Now let's plot these new Bubble Longitude vs Latitude values.

In [None]:
#Plot Longitude_new versus Latitude
plt.plot(Longitude_new, Latitude,'ro',markersize=3)

#Switch the order of the X-axis range, so it goes from 80 to -80.
#Keep the y-axis range as -2 to 2.
plt.axis([--, --, --, --])

#Label plot
plt.title('Bubbles Latitude and Longitude')
plt.xlabel('Longitude')
plt.ylabel('Latitude')

### Part D. Now let's fit a line to these data using what you learned from 'play with plots'

In [None]:
# Define the function (i.e., the model) you'll fit to your data
# Here we use a linear fit again (but you have to make the function!)
#Fill in the dashes with the correct input, based on what you learned from 'play with plots'
def fitFunc -- :
    return --

-- = curve_fit(---, Longitude_new, Latitude)
print ' fit coefficients:\n', --

# Plot your data
#Fill in the dashes with the correct input
plt.errorbar(Longitude_new, ---, yerr = ---, fmt='ro', --- =3)
plt.axis([---,---,---,---])
plt.title('Bubbles in the Milky Way')
plt.xlabel('---')
plt.ylabel('Latitude')

# Define the x-values for the best-fit line
bestfit_x = np.linspace(-100,100,200) #an array from -100 to 100, with 200 linearly spaced points

# Define the y-values for the best-fit line, using the fitFunc function you defined above
#Fill in the dashes with the correct input, based on what you learned from 'play with plots'
bestfit_y = fitFunc(---, --, --)

# Overplot the best-fit line in blue (default color)
plt.plot(bestfit_x, bestfit_y)

 ### Question: Does your result make sense?
 * Why might the best-fit go through Latitude = 0?
 * What does Latitude = 0 coincide with in our galaxy?

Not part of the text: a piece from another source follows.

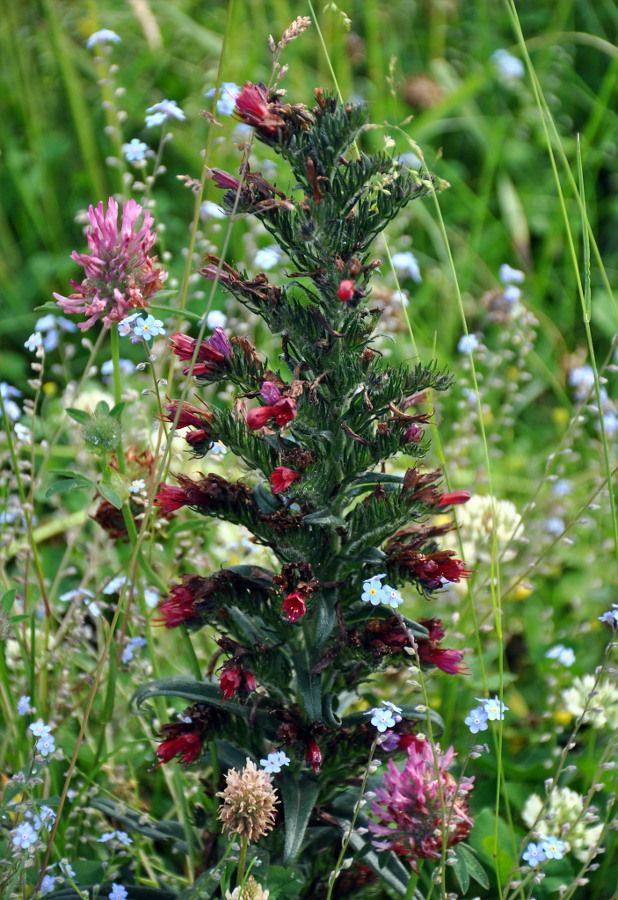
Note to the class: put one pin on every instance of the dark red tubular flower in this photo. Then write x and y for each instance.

## Step 3: Find the Biggest Bubbles in the MilkyWay Project

In [None]:
#Identify the array with the radius for all the bubbles
#Note: Reff = effective radius for the MW Project Bubbles
radius = Bubbles_data['Reff']
print radius

### To do: Find the maximum radius value

Use the max command to find the maximum value of the 'radius' array. 

Remember, first insert a new cell below, type in your code, and then 'run the cell' by typing 'shift-enter'.

In [None]:
print max(radius)

### Identify the longitude/latitude values for the largest bubbles in the catalog

In [None]:
#Use the 'where' function to identify which bubbles have radii greater than 10.
#The 'where' function gives the Latitude/Longitude values that satisfy this condiion
bigLon = Longitude[np.where(radius > 10)[0]]
bigLat = Latitude[np.where(radius > 10)[0]]

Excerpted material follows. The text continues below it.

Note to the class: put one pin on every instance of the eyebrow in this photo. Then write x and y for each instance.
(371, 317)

#The 'len' command is short for 'length', telling you how many sources are in the big_lon array
print '# of bubbles with radius > 10: ',len(bigLon)

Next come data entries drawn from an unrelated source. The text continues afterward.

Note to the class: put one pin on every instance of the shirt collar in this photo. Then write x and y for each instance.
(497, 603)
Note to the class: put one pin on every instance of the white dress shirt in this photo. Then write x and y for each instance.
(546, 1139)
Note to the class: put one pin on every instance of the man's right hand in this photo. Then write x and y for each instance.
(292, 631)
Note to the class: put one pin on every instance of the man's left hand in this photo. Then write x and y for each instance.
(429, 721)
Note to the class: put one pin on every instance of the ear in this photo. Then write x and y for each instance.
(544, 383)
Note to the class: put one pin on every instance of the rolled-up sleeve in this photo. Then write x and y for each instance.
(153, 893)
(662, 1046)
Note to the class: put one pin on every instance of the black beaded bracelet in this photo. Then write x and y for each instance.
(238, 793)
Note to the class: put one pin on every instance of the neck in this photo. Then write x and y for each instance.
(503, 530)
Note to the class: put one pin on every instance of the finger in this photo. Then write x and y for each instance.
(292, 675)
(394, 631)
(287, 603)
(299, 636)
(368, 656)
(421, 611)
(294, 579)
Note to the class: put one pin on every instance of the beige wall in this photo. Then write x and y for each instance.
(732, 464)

#Print the Latitude/Longitude values for the bubbles of interest
#Use a for loop to print the values as a pair for each bubble
for i,j in enumerate(bigLon):
    print 'Longitude, Latitude: ',bigLon[i],',',bigLat[i]

# Congratulations! You've completed Part 2!

## Extension Activities:
* Look for trends in the number of bubbles for a given latitude. Does your result make sense?<br>
* Look for trends in bubble radius, thickness, longitude, and/or latitude. Do your results make sense?